Once NFD is deployed and running, each `kind: Node` in your cluster should have a label like so if it has a Coral TPU installed:

```shell
❯ kubectl get nodes -l feature.node.kubernetes.io/has-pcie-tpu -o name
node/panopticon01
```

Combine that with the `nodeSelector` as shown in the snippet \above and Frigate will only be scheduled on nodes that have Coral TPUs installed.

### IPv6

It's 2026 and IPv6 should just work by default everywhere but alas, Frigate is still a bit behind the times in this regard.

The [docs](https://docs.frigate.video/configuration/advanced/#enabling-ipv6) are very sparse but they do hint at having to make some modification to a file inside the container.

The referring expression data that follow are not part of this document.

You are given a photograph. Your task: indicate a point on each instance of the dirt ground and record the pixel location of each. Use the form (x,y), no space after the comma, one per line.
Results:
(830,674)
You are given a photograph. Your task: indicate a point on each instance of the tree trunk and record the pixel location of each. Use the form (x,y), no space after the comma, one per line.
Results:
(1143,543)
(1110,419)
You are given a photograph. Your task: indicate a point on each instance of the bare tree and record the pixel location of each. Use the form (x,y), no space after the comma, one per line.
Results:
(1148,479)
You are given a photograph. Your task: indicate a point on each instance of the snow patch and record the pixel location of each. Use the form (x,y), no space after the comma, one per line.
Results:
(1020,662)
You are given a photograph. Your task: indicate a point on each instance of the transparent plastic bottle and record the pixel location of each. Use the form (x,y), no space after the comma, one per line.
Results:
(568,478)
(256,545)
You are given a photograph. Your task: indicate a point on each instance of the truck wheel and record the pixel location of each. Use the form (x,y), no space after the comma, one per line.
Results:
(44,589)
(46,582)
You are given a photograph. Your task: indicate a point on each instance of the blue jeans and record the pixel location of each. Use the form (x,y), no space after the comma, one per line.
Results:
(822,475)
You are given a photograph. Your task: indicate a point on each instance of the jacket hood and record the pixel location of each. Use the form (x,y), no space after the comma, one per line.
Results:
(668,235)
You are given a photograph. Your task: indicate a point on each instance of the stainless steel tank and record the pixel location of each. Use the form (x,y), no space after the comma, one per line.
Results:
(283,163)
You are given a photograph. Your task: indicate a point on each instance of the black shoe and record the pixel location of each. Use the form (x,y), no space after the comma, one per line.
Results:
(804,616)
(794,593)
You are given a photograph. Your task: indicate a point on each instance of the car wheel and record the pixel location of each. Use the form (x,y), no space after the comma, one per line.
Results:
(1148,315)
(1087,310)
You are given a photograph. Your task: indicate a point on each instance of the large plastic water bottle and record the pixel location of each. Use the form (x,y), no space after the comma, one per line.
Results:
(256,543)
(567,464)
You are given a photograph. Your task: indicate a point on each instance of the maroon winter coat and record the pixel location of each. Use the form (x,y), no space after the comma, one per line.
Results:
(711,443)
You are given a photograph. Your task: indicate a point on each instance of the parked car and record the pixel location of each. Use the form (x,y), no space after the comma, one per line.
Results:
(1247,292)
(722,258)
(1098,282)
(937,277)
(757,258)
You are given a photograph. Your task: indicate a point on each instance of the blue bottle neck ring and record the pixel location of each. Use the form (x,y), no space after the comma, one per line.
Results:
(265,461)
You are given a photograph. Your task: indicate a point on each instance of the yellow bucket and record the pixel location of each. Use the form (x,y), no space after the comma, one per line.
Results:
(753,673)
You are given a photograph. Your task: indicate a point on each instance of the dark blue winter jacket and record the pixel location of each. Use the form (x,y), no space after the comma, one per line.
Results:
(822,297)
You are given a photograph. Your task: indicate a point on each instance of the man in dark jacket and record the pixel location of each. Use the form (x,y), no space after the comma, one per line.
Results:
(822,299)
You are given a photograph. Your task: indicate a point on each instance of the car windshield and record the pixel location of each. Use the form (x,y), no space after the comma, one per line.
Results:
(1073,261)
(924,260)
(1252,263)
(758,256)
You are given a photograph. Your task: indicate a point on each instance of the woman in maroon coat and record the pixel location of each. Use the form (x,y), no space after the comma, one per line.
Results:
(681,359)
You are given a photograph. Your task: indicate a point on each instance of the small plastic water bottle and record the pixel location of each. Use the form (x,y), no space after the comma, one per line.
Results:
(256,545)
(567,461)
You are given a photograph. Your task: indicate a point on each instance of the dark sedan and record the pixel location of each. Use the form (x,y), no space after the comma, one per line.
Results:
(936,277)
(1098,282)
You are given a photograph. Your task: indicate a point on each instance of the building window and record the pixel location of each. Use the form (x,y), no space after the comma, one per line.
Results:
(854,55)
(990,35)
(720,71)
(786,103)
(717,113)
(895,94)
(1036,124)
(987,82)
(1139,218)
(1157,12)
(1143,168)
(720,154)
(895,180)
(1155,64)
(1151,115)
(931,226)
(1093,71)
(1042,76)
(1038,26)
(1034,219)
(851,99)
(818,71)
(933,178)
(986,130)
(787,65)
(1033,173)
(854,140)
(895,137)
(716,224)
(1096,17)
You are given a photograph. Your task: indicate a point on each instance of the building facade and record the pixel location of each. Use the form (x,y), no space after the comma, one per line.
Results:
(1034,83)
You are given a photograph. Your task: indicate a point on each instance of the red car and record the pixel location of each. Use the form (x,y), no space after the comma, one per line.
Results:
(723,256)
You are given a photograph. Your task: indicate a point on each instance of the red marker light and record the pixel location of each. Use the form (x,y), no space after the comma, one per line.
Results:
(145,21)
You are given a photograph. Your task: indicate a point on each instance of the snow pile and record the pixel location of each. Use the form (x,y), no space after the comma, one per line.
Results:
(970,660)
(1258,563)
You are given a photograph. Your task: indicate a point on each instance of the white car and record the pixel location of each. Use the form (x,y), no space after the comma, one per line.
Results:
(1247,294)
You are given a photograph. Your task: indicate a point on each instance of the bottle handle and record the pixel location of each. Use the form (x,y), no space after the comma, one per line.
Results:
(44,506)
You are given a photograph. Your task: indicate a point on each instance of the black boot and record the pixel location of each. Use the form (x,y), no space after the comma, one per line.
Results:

Above, I am providing my own copy of `/usr/local/nginx/templates/listen.gotmpl` via a `ConfigMap` volume mount to override the default one that ships with the container:

```yaml
kind: ConfigMap
# <...>
data:
    listen.gotmpl: |
        listen 5000;

        {{ if not .enabled }}
        # intended for external traffic, protected by auth
        listen [::]:8971 ipv6only=off;
        {{ else }}
        # intended for external traffic, protected by auth
        listen [::]:8971 ipv6only=off ssl;

        # intended for internal traffic, not protected by auth
        listen [::]:5000 ipv6only=off;

        {{ end }}
```

The above is more or less taken from [this GH issue](https://github.com/blakeblackshear/frigate/issues/5275#issuecomment-2395553577) but modified slightly:

- The GH issue uses `[::1]` for some reason which only binds to the loopback interface and does not work for me. I changed it to just `[::]` to bind to all interfaces which is what I want for my use case.
- The ACME/TLS stuff is not relevant to me so I removed that; I just handle TLS termination elsewhere in my stack.
- There's still a ton of stuff inside the container that is IPv4 only but that's a problem for another day / does not violate my self-imposed "IPv6 first, ideally exclusively" requirement.

## Conclusion

Frigate puts all the complexity into the container so it's a pretty straight-forward deployment in k8s.
Things get a bit trickier when you start adding hardware acceleration into the mix but it's still manageable with a bit of effort.
For reasons that are beyond me, Frigate still does not have first-class IPv6 support so that requires a bit of manual tinkering as well.